FTC Outlines Pattern of Invasive Behavior Within Ring

A complaint filed in the United States District Court for the District of Columbia by the FTC against Ring LLC outlines ways in which Ring deceived its customers by not restricting access to customers’ videos. The complaint also says Ring used customer videos without consent to train internal software algorithms.

However, the entire litany of violations is even more nefarious and invasive than that.

“According to the complaint, these failures amounted to egregious violations of users’ privacy. For example, one employee over several months viewed thousands of video recordings belonging to female users of Ring cameras that surveilled intimate spaces in their homes such as their bathrooms or bedrooms,” the FTC explains.

The FTC continues, “The employee wasn’t stopped until another employee discovered the misconduct. Even after Ring imposed restrictions on who could access customers’ videos, the company wasn’t able to determine how many other employees inappropriately accessed private videos because Ring failed to implement basic measures to monitor and detect employees’ video access.”

A Failure to Protect Customers From Outside Threats

The FTC also claims Ring failed to take meaningful steps to notify customers or obtain consent for human review of private video recordings. Ring buried implied consent within its Terms of Service and Privacy Policy, claiming it had the right to use recordings to improve and develop its products.

Ring also failed to protect user data from outside threats. The FTC claims that Ring didn’t take meaningful action to prevent consumers’ data from being stolen and used to access other accounts, a technique known as “credential stuffing.” Ring experienced multiple “credential stuffing” attacks in 2017 and 2018, and the FTC’s complaint says that Ring didn’t do anything about it until 2019. The FTC considers Ring’s approach to security to be haphazard at best.

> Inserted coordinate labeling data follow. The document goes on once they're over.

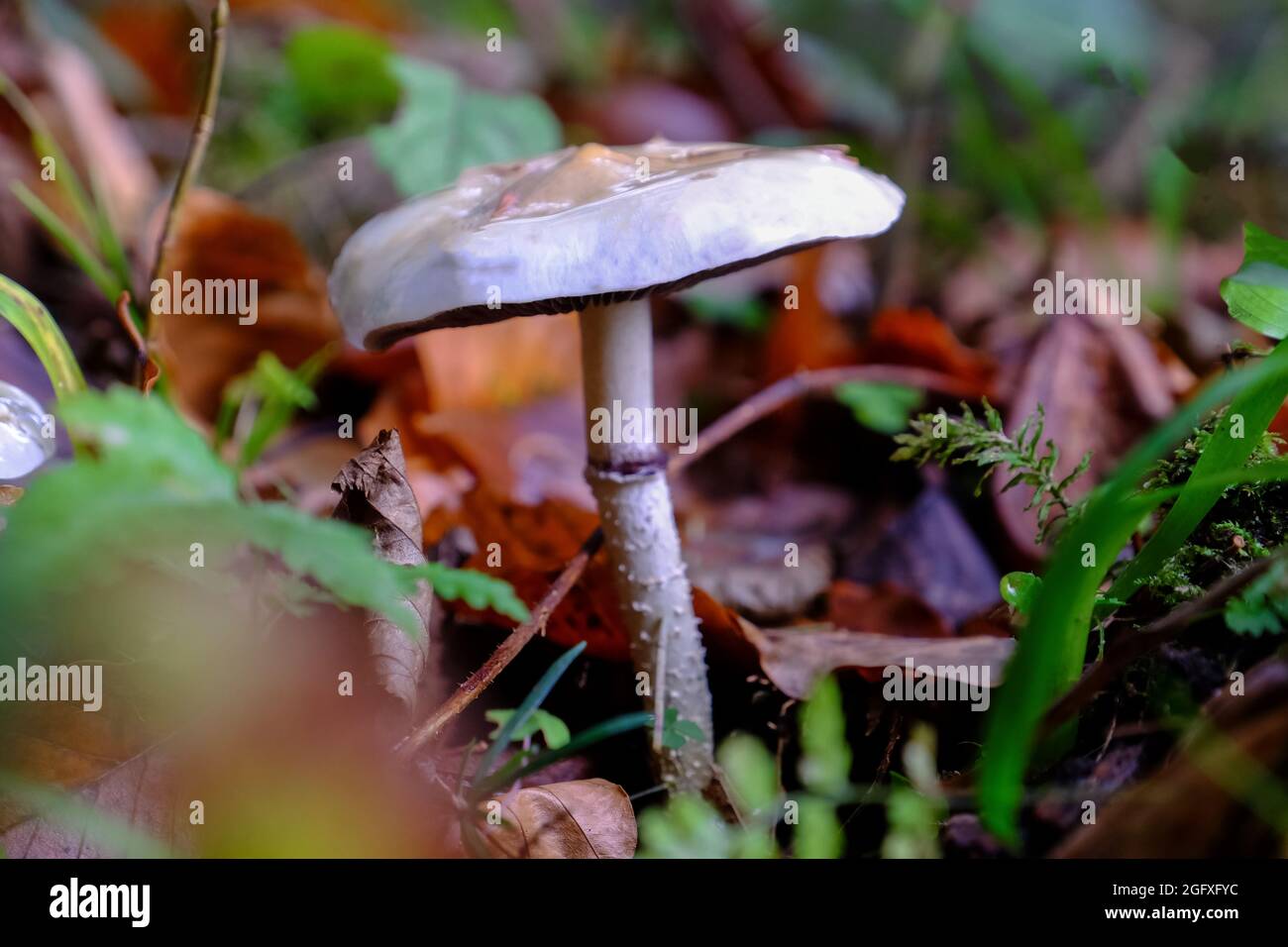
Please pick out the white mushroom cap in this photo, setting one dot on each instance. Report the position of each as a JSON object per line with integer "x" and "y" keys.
{"x": 592, "y": 226}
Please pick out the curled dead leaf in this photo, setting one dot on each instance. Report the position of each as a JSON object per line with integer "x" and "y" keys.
{"x": 588, "y": 818}
{"x": 1186, "y": 809}
{"x": 375, "y": 493}
{"x": 218, "y": 239}
{"x": 798, "y": 657}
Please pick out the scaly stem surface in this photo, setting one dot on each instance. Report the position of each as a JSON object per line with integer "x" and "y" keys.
{"x": 627, "y": 476}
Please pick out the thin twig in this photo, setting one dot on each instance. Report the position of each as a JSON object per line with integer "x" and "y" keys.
{"x": 789, "y": 389}
{"x": 201, "y": 132}
{"x": 1136, "y": 643}
{"x": 505, "y": 651}
{"x": 747, "y": 412}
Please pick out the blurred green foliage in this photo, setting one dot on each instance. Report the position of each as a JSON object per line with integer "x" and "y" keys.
{"x": 443, "y": 127}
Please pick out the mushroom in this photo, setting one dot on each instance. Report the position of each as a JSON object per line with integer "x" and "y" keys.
{"x": 600, "y": 230}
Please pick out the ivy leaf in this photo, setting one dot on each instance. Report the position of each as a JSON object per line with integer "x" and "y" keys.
{"x": 1262, "y": 608}
{"x": 554, "y": 732}
{"x": 443, "y": 128}
{"x": 1257, "y": 294}
{"x": 825, "y": 762}
{"x": 751, "y": 772}
{"x": 1018, "y": 590}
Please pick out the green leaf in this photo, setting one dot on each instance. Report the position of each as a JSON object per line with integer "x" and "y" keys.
{"x": 1018, "y": 590}
{"x": 151, "y": 487}
{"x": 343, "y": 76}
{"x": 554, "y": 732}
{"x": 824, "y": 766}
{"x": 279, "y": 393}
{"x": 1262, "y": 608}
{"x": 72, "y": 245}
{"x": 747, "y": 313}
{"x": 146, "y": 434}
{"x": 751, "y": 774}
{"x": 75, "y": 814}
{"x": 1257, "y": 294}
{"x": 34, "y": 324}
{"x": 443, "y": 128}
{"x": 1254, "y": 407}
{"x": 1048, "y": 656}
{"x": 880, "y": 406}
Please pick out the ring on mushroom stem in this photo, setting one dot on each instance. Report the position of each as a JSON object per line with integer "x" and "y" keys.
{"x": 599, "y": 231}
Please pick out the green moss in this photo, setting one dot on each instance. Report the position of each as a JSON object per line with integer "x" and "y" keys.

Hackers continued to have access to vulnerabilities, including stored customer videos, for a considerable period. The FTC’s complaint alleges that approximately 55,000 customer accounts in the United States were compromised.

Some Ring Customers Lived in Fear in Their Own Homes

Bad actors stole people’s private videos and content and took control of Ring cameras inside people’s homes and the device’s two-way functionality to “harass, threaten, and insult customers,” according to the FTC, including elderly people and children.

Ring Camera

“For example, hackers taunted several children with racist slurs, sexually propositioned individuals, and threatened a family with physical harm if they didn’t pay a ransom,” the FTC says.

FTC’s Proposed Punishment

In addition to forcing Ring to implement improved privacy and security safeguards, the FTC’s order requires Ring to pay $5.8 million, which will be used for consumer refunds.

“The company also will be required to delete any customer videos and face embeddings, data collected from an individual’s face, that it obtained prior to 2018, and delete any work products it derived from these videos. The proposed order also will require Ring to alert the FTC about incidents of unauthorized access or exposure of its customers’ videos and to notify consumers about the FTC’s action,” the FTC continues.

Signs of a Broader Issue with Cameras

The new FTC ruling against Ring comes less than two months after a bombshell report claimed that Tesla’s staff shared sensitive images captured by customers’ cars. As more cameras are in and around people’s homes, companies seemingly fail to protect their customers.